ここから本文です

【ノア】拳王 超格闘エリートだった

9/18(水) 16:37配信

東スポWeb

 栄光と苦悩を経験し、夢の大舞台へ――。ノア「N―1 VICTORY」覇者の拳王(34)が17日、意外な半生を明かした。前夜は杉浦貴(49)との優勝決定戦を制し、11月2日東京・両国国技館大会でのGHCヘビー級王者・清宮海斗(23)への挑戦が決定。団体復興のために反体制を貫く男は、日本を代表する超エリートアスリートの過去を持つ。

 激闘から一夜明けた拳王は「自分の信念を貫き、ノアのリングに再び輝きを戻す」と誓いを新たにした。ノアは2月からリデットエンターテインメント社が親会社になり、新体制に移行。激動の1年を締めくくるビッグマッチが、11月2日の両国大会だ。
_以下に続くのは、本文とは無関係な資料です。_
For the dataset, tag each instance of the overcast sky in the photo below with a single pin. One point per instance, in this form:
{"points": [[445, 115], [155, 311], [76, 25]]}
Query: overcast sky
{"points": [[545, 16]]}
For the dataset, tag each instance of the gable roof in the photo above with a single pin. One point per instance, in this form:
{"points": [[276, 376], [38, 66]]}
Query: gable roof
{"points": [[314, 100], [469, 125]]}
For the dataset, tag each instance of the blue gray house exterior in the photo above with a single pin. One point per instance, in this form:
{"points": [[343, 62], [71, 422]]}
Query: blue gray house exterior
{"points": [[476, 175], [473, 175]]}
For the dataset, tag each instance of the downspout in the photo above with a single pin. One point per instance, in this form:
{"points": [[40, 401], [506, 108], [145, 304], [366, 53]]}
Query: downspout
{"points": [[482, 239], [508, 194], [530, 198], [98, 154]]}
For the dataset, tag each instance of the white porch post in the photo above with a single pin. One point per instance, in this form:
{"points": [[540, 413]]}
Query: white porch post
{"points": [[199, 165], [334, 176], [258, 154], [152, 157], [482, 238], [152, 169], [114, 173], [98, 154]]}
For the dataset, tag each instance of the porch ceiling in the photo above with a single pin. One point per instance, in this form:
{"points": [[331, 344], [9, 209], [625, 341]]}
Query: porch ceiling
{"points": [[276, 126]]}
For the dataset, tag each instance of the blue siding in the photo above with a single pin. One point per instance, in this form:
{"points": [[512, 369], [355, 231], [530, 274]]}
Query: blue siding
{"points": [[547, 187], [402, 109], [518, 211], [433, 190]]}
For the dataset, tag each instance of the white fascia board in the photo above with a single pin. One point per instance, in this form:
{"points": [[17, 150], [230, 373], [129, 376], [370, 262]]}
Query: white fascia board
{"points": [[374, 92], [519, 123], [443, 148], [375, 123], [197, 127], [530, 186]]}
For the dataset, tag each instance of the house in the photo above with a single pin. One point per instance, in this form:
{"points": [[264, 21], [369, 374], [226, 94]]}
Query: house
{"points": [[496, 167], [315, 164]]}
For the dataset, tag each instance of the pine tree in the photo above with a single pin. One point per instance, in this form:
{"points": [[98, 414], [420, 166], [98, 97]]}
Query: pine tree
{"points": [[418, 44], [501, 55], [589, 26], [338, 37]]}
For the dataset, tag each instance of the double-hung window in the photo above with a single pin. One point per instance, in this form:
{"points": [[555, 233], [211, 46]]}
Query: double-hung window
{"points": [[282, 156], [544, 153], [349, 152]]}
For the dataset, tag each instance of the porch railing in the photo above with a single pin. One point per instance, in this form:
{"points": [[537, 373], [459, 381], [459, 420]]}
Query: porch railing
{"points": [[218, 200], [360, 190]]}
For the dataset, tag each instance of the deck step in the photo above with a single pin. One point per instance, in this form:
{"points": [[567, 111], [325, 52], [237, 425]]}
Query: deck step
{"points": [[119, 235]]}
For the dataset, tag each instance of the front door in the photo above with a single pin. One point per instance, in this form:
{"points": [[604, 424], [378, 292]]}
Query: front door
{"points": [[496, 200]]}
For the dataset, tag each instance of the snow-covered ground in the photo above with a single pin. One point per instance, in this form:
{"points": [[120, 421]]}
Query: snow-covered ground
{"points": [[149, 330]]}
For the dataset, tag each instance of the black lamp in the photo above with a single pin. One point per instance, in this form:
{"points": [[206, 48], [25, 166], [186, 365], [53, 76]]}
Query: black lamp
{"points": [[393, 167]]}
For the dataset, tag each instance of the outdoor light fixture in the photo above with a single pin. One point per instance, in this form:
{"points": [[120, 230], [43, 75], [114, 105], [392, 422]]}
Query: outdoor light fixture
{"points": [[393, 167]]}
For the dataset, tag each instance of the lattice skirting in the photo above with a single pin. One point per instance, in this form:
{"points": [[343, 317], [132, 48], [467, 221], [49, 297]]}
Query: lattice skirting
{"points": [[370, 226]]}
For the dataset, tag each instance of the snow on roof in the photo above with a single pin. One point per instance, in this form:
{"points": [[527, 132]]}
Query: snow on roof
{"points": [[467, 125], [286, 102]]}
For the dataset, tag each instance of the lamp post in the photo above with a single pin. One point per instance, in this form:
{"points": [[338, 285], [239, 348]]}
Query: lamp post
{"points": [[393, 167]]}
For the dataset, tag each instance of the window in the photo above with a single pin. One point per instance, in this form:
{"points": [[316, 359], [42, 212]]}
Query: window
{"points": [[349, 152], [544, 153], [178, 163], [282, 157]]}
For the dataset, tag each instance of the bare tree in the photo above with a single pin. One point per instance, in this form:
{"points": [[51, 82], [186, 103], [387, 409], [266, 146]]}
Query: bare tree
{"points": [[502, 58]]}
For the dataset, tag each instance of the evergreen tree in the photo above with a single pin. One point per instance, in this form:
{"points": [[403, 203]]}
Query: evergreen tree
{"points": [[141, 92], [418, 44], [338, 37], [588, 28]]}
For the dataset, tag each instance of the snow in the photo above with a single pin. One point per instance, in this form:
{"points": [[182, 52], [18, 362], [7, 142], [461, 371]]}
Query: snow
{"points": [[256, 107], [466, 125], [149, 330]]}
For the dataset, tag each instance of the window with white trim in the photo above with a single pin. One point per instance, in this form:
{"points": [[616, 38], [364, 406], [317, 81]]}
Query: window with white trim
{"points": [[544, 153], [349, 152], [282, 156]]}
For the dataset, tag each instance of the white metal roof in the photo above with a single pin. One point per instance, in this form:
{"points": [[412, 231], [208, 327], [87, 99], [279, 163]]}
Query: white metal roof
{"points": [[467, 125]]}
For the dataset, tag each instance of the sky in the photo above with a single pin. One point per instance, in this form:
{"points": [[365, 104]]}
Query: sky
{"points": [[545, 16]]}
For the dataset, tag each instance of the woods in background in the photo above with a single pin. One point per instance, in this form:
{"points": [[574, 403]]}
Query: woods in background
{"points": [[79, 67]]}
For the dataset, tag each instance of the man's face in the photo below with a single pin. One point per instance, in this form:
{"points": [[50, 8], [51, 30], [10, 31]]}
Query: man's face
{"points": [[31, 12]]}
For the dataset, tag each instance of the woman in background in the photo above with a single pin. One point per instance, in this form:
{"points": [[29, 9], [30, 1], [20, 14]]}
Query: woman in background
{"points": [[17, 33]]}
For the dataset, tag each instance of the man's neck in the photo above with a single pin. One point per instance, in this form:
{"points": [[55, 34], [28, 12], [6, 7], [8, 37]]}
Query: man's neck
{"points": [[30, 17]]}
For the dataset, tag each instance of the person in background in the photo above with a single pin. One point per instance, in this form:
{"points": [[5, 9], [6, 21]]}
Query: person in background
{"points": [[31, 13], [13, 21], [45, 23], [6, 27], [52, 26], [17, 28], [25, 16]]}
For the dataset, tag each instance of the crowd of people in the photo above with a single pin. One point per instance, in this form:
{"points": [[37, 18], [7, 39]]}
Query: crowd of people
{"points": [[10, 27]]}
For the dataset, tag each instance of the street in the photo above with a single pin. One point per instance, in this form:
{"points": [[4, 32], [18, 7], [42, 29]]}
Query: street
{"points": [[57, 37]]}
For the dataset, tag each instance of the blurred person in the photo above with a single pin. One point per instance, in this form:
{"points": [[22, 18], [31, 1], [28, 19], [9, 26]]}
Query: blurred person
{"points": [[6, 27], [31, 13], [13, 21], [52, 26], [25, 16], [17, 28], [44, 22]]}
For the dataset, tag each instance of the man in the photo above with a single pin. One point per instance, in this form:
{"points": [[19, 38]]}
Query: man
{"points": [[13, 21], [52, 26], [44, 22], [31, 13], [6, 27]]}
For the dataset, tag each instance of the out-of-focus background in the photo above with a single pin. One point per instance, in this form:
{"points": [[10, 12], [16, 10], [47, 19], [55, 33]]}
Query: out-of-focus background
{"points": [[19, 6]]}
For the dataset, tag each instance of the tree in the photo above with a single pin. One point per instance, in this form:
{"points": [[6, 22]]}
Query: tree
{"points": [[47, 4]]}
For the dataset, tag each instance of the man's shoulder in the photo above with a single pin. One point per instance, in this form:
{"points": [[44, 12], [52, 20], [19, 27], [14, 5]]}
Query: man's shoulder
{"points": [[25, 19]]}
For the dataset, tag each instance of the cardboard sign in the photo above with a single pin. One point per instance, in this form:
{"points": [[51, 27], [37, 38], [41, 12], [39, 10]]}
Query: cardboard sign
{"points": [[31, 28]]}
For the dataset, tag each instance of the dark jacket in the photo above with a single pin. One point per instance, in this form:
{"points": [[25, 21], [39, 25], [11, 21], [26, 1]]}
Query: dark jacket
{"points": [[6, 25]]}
 メインを務める清宮とのGHC戦は、波瀾万丈の格闘技人生を歩んできた拳王にとって特別な思いがある。徳島市出身で、3歳から日本拳法を始めて以来、競技に打ち込んだ。高校3年の2003年には史上最年少で全日本選手権優勝の快挙を達成。「中学の時はレスラーになりたくて。徳島には英雄の新崎人生がいたから、俺の中でプロレスイコール、みちのくプロレスだった。でも全日本で優勝して夢の方向が変わった」と振り返る。
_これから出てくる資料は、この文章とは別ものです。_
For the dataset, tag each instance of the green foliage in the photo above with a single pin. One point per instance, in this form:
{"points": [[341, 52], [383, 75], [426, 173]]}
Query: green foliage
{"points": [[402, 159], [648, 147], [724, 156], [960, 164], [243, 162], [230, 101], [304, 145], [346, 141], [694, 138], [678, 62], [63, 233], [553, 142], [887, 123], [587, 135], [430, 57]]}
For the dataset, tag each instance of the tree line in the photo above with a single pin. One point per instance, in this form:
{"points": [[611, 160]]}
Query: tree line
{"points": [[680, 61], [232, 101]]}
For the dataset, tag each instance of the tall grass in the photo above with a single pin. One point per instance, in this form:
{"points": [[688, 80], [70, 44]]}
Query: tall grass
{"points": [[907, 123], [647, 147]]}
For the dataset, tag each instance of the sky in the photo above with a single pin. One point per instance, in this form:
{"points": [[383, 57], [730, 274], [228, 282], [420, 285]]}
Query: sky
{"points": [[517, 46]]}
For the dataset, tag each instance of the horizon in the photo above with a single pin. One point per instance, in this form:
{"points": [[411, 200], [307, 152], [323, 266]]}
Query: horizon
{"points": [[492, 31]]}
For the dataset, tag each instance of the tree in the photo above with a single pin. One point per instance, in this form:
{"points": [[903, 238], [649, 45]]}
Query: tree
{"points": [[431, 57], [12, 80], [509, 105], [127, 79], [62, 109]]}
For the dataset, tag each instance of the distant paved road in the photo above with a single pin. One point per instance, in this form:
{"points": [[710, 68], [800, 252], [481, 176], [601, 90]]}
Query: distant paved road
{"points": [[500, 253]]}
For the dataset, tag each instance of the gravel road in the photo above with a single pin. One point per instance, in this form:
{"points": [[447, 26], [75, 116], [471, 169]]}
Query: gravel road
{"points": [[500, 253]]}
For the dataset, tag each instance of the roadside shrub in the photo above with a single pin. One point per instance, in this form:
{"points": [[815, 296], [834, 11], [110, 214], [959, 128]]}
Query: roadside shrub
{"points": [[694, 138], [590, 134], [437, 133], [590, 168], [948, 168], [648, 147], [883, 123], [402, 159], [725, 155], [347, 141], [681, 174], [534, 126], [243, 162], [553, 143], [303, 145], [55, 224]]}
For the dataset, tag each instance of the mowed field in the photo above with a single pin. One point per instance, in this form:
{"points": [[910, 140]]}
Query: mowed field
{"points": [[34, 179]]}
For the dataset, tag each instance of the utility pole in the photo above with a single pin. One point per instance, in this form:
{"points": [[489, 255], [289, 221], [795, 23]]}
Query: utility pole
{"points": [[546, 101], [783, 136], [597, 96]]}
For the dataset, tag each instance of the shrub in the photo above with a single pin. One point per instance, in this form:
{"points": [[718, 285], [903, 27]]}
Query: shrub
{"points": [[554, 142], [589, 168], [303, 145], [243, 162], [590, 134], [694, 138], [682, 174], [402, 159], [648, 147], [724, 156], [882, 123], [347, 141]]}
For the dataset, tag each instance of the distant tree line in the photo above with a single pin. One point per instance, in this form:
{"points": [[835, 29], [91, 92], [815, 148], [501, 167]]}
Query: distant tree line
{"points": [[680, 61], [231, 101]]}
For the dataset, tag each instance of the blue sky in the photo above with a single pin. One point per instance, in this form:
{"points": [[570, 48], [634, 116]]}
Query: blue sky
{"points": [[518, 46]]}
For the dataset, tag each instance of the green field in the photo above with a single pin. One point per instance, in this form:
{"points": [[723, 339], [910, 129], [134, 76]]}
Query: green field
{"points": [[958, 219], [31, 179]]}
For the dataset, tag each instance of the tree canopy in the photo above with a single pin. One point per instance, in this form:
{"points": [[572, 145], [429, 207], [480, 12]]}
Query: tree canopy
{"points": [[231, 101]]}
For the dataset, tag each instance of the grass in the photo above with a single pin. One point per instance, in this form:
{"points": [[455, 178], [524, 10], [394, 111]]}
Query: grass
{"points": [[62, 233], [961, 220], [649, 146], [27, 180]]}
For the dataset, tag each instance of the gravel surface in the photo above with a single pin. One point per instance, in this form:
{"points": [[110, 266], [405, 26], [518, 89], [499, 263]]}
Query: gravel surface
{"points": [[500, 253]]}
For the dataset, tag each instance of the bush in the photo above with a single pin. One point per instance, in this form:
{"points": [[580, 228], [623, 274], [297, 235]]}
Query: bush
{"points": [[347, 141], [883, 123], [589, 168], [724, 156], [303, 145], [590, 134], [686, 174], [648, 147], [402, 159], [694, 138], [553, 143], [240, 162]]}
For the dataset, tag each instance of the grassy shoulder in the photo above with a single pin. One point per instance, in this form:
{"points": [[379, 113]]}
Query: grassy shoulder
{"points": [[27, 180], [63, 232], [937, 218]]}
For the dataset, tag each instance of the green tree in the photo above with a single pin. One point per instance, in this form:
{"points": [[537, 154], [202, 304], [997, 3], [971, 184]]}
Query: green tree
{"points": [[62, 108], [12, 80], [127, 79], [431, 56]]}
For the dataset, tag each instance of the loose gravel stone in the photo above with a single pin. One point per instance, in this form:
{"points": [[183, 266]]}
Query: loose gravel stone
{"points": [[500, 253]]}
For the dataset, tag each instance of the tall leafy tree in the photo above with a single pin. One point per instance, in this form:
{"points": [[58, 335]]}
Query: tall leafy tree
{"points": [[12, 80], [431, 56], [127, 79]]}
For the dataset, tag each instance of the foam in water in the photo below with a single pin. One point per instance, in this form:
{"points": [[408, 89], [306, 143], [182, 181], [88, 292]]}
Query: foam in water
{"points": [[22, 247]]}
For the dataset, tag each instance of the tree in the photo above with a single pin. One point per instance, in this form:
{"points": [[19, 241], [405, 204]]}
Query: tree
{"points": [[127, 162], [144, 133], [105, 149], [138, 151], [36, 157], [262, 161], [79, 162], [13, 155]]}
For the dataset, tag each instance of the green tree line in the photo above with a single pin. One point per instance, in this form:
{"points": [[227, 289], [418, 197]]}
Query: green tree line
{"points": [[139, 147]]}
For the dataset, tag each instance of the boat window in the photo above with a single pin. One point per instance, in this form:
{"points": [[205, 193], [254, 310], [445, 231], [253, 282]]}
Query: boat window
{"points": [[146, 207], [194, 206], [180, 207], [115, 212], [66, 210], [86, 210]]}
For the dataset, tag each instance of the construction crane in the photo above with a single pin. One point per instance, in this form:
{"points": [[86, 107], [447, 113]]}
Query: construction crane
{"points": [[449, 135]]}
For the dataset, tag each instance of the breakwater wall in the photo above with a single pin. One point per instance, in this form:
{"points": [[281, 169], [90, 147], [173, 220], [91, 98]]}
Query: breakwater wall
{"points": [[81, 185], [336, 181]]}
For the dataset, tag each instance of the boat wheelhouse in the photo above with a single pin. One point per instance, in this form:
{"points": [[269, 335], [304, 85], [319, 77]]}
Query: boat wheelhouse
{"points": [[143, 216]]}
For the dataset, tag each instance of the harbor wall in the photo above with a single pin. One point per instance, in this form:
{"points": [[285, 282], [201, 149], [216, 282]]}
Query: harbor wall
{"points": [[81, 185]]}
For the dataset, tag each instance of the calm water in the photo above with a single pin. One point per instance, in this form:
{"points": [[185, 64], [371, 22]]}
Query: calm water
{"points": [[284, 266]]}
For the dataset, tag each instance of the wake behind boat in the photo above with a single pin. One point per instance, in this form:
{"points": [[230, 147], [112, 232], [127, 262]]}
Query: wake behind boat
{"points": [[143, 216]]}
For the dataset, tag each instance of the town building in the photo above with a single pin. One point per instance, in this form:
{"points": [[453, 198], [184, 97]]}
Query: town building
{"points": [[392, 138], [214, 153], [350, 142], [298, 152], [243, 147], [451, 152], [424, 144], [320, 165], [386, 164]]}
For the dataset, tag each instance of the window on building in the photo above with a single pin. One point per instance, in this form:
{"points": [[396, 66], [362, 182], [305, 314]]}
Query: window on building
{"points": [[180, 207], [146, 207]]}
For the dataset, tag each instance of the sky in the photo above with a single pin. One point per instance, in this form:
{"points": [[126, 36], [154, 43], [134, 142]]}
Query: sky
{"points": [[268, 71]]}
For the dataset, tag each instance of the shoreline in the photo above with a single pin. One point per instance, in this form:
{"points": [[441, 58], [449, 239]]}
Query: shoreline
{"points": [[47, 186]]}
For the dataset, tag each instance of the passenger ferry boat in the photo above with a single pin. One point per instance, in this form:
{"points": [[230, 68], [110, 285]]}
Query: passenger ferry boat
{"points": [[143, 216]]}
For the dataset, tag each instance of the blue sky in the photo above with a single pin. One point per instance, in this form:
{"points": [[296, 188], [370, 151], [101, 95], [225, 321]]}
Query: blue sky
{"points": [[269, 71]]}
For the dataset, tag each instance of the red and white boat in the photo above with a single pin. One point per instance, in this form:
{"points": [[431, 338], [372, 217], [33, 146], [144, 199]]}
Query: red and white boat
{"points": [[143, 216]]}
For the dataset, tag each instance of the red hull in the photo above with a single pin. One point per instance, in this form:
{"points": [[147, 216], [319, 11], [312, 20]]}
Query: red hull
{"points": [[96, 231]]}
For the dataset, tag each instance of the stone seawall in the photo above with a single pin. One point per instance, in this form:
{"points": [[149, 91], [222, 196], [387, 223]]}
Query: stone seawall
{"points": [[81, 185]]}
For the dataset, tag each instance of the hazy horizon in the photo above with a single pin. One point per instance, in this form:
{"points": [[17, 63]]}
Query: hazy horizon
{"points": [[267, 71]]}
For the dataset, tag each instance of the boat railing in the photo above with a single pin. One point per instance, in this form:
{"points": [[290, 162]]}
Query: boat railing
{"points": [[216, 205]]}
 また、父親は地元の公務員で「プロレスなんてとんでもない。進学しろ」と厳命されて19歳で初めて「現実」に直面する。選んだのは明大の体育会拳法部だった。「この時、プロレスへの熱意は完全に日本拳法に向いていた」。すぐに頭角を現し、2年時には世界大会で優勝。3~4年時には全日本学生選手権大会で2連覇を達成した。後輩にはボクシングの元日本スーパーフェザー級王者、尾川堅一(31=帝拳)も在籍した名門で、4年時には主将として30人以上の部員を統率した。

 明大の卒業時には複数企業から勧誘されるも、新崎自らがスカウト。「神様が来いって言うんだから行くしかねえだろ。大学も卒業したから親父も納得してた」と08年にみちプロに入団した。ついに夢を実現させるも、第2の苦難が5年後に訪れる。団体で頂点を極めると、レスラーとしての壁に直面したのだ。

「将来が見えてしまった。金銭的に生活という現実にも直面した。その時、新崎さんからノアに行けと言われたんだ。神様の言葉には逆らえねえだろ」。14年からノアに本格参戦し、翌年3月に正式移籍。その後の活躍を語る必要はないだろう。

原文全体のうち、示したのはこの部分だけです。